Harriet Smith-Hughes' doctoral research, provisionally titled 'Genres of Intimacy: the problem of the personal in four genres of nonfiction' looks at the function of 'I's and 'we's in late-20th and early-21st century critical nonfiction. In this post, she looks at two moments in which Eve Sedgwick's mid-career 'I' appears to performatively write a queer collective into being, thereby gathering a collective critical authority around her 'powerful' first person singular.

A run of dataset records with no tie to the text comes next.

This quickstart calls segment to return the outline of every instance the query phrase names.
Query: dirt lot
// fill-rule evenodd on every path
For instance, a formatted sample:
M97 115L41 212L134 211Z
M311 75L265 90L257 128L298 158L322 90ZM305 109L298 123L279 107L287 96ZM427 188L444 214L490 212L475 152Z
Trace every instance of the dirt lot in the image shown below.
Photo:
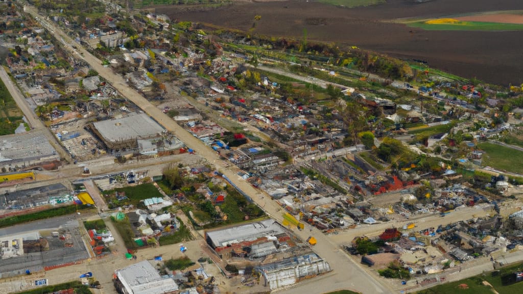
M523 9L519 0L390 0L385 4L345 9L312 1L238 2L204 10L157 8L172 19L212 23L254 32L334 41L404 59L424 59L430 66L468 77L507 85L523 82L521 32L424 31L392 23L398 18L431 18L482 12ZM224 17L224 15L234 16ZM309 20L321 19L321 21ZM311 25L308 24L315 24Z

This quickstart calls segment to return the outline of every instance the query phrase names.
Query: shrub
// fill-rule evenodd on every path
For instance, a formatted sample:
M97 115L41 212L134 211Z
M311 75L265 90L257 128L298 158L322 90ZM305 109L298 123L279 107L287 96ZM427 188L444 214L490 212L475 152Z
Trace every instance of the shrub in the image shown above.
M195 264L187 256L179 258L171 258L165 262L165 266L170 270L177 270L187 268Z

The Problem of the Personal

In a notable moment from the foreword of Eve Sedgwick’s 1993 critical essay collection, Tendencies, the newly-tenured, recently-Victorianist-turned-queer-theorist explains how she understands her own critical ‘I’. ‘There’s a lot of first person singular in this book (and some people hate that)’, she writes, ‘[but] I’d find it mutilating and disingenuous to disallow a grammatical form that marks the site of such dense, accessible effects of knowledge, history, revulsion, authority, and pleasure.’ In fact, Sedgwick declares her ‘I’ to be ‘a heuristic’, faux-modestly and characteristically adding: ‘maybe a powerful one’. A few pages later, she will implicitly tie that heuristic first person singular to the performative function of the term ‘queer’, and in doing so bind her growing personal and critical authority to queer’s ‘continuing moment, movement’, its ‘eddying’ force, its ‘troublant’ quality. ‘There are important senses in which “queer” can signify only when attached to the first person’, she writes, in the first essay in the book. ‘[W]hat it takes—all it takes, to make the description “queer” a true one is the impulsion to use it in the first person’.